Computational Biology: 
Post-doctoral positions

Computational Biologist

Candidates would join a team of three computational biologists in the lab.

One main project in the lab is to use computational tools to model gene expression and translation integrating the signals from multiple regulatory mechanisms that we have discovered in the lab, including microRNA regulation, RNA binding proteins activity, Translation, upstreamORF regulation, and codon mediated regulation.

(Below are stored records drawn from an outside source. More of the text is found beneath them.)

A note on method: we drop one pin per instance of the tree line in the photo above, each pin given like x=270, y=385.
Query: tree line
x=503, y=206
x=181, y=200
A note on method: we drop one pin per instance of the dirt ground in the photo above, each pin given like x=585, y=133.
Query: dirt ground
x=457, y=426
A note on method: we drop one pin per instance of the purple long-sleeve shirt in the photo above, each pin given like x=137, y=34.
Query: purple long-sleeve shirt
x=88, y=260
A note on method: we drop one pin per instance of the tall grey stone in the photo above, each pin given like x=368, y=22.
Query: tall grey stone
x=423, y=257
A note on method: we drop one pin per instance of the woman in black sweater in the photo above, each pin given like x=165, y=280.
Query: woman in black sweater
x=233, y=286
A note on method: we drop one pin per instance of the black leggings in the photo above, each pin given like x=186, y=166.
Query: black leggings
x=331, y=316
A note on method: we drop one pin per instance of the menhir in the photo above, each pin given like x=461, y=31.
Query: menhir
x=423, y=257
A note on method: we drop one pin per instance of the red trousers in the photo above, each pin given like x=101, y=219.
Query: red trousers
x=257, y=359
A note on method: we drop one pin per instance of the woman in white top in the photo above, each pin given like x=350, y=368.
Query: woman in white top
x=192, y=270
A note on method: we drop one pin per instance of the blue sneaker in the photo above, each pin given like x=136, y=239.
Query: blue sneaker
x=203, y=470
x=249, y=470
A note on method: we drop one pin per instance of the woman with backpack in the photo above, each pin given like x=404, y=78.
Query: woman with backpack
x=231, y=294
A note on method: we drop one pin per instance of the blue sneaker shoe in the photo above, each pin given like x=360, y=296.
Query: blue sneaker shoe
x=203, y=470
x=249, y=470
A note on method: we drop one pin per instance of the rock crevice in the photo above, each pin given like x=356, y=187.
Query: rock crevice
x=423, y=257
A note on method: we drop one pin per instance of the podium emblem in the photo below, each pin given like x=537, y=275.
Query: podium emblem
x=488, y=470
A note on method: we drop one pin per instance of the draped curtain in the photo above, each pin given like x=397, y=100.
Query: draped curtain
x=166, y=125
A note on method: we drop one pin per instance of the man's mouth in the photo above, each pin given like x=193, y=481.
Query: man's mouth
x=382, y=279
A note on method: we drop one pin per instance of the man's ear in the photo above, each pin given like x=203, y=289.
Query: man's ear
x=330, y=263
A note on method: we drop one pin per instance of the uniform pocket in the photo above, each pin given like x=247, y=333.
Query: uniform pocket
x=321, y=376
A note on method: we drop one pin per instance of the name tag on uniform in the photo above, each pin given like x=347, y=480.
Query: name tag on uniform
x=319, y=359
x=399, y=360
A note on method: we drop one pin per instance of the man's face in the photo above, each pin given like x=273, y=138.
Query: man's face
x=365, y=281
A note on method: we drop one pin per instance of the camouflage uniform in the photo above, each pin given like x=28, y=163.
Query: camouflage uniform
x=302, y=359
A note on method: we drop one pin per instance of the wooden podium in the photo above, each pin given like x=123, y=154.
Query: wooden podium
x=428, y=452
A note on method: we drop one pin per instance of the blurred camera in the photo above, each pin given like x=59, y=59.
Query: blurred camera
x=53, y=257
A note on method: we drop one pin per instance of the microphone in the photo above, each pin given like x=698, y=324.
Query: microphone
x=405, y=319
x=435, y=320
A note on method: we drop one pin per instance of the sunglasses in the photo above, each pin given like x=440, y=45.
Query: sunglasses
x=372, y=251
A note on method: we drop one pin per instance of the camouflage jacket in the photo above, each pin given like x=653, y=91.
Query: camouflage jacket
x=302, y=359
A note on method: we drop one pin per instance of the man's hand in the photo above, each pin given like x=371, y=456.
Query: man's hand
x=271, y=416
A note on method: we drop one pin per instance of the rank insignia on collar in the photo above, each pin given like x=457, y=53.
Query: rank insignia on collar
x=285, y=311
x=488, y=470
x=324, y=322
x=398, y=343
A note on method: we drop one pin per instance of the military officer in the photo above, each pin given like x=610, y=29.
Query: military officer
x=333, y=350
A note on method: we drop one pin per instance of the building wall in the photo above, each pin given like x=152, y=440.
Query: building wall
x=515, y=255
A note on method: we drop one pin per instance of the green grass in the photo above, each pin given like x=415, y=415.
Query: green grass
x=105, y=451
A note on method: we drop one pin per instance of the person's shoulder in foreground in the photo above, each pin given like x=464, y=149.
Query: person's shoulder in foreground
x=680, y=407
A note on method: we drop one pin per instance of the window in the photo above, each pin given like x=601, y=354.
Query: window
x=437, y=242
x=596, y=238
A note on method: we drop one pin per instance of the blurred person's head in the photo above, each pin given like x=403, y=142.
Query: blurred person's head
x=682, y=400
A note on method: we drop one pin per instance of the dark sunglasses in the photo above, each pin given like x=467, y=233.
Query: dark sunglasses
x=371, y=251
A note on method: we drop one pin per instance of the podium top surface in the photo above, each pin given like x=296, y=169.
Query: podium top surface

Other reas of study in computational biology are in areas of Epigenetics, long non-coding RNAs, Structure-seq, RNA-seq, Ribosome profiling, iClip, Gene networks and expression analysis

Description of project: Several postdoctoral position in computational biology are available to study:

-Modeling gene expression and translation in vivo by integrating regulatory inputs from transcription, and post-transcriptional regulation: miRNA, uORF, RNAbinding protein, stabilizing and destabilizing sequences and codon optimality

  1. -The regulatory motifs and the RNA binding proteins that control translation, transcription and mRNA decay during development.

  1. -RNA structure in vivo combining high throughput sequencing and genetics in vertebrate model systems.

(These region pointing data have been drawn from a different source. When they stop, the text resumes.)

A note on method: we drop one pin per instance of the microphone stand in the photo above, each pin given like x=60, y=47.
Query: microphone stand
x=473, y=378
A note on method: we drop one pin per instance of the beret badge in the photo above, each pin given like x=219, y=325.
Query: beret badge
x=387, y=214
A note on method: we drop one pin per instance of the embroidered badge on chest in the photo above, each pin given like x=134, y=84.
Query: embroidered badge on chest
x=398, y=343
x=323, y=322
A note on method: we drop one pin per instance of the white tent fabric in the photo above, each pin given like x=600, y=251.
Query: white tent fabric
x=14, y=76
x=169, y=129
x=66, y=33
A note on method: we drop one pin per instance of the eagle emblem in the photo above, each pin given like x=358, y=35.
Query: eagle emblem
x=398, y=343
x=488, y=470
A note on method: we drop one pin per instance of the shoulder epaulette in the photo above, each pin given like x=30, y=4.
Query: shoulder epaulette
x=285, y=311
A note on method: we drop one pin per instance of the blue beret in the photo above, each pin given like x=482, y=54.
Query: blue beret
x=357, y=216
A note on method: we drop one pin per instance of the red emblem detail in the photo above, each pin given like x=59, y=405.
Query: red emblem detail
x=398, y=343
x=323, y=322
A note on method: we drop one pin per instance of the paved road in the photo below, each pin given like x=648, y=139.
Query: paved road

  1. -Epigenetic regulation during embryonic development

The Giraldez laboratory provides an integrated environment for computational biologists and experimental biologists to develop these projects.

Applicants require a strong background in Bioinformatics, machine learning, sequence analysis, statistics and programming.  Currently there are three other computational biologists in the Giraldez laboratory.

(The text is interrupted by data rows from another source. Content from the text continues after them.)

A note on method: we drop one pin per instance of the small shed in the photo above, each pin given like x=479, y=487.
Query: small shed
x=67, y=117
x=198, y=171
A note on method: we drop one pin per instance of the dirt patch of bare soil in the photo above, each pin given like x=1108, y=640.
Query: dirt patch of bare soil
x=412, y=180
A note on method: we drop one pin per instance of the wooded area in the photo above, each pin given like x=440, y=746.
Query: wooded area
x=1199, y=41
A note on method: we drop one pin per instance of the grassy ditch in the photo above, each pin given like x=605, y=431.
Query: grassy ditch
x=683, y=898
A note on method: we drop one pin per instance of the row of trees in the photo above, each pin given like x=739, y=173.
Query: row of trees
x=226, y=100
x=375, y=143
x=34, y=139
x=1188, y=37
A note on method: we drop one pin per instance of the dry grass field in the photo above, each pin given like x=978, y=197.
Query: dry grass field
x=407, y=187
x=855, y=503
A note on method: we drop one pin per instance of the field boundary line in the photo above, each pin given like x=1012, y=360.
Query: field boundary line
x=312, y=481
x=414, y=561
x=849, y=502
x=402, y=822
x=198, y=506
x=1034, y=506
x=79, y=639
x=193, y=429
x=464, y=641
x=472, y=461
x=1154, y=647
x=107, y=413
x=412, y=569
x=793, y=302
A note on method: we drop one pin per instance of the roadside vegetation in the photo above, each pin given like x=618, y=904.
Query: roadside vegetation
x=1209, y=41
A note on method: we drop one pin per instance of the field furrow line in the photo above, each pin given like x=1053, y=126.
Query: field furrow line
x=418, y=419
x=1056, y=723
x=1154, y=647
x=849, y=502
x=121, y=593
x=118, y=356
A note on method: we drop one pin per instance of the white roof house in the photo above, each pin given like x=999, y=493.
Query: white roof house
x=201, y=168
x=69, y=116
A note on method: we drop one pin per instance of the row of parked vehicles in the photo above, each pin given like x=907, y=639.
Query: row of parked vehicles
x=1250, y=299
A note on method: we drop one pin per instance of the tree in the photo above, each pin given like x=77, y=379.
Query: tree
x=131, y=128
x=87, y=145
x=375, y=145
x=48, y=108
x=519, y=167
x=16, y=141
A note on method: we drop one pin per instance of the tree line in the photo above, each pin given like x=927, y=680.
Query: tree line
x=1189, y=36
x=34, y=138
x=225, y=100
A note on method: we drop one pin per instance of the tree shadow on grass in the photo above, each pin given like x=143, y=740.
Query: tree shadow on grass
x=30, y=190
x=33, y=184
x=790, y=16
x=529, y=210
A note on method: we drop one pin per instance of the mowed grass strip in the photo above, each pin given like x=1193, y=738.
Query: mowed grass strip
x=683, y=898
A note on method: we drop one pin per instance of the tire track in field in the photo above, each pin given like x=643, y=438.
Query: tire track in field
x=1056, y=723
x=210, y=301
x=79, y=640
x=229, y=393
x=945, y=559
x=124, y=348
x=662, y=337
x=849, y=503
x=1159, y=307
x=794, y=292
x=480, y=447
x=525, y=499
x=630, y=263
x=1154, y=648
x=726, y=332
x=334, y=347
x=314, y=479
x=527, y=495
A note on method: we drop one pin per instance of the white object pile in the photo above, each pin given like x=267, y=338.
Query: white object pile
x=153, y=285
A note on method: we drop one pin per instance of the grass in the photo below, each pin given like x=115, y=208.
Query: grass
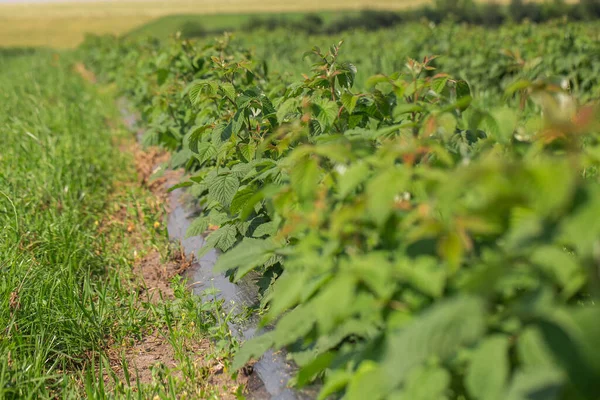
x=65, y=25
x=70, y=307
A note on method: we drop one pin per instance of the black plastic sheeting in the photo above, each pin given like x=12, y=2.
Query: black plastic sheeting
x=272, y=371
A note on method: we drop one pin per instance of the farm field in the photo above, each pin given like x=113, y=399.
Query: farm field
x=64, y=25
x=415, y=208
x=418, y=200
x=80, y=245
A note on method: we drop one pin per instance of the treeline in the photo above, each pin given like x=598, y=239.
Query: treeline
x=461, y=11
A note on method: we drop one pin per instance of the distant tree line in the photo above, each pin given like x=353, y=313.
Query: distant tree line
x=461, y=11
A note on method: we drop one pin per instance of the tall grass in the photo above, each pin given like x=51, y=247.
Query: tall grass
x=56, y=164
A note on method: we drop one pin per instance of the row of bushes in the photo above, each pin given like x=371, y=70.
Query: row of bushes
x=464, y=11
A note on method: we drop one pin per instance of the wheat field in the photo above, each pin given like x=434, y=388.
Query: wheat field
x=64, y=25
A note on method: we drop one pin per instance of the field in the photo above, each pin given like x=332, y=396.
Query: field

Please e-mail CV, summary and relevance of your current research (500 word max), why you are interested in the giraldez lab (200 word max) and names of three references to:

Include “Computational Biology postdoctoral applicant” in the subject of the email

These are some of the papers recently published by the laboratory relevant to these topics:

  1. 1.Johnstone TG, Bazzini AA, Giraldez AJ. Upstream ORFs are prevalent translational repressors in vertebrates. EMBO J. 2016 Feb 19. pii: e201592759.

  2. 2.Bazzini AA, Johnstone TG, Christiano R, Mackowiak SD, Obermayer B, Fleming ES, Vejnar CE, Lee MT, Rajewsky N, Walther TC, Giraldez AJ. Identification of small ORFs in vertebrates using ribosome footprinting and evolutionary conservation.EMBO J. 2014 May 2;33(9):981-93.

  3. 3.Lee MT*, Bonneau AR*, Takacs CM, Bazzini AA, Divito KR, Fleming ES, Giraldez AJ Nanog, Pou5f1 and SoxB1 activate zygotic gene expression during the maternal-to-zygotic transition. Nature. 2013 Sep 22. 

  4. 4.Bazzini AA, Lee MT, Giraldez AJ‡. Ribosome Profiling Shows That miR-430 Reduces Translation Before Causing mRNA Decay in Zebrafish. Science 13 April 2012: 233-237.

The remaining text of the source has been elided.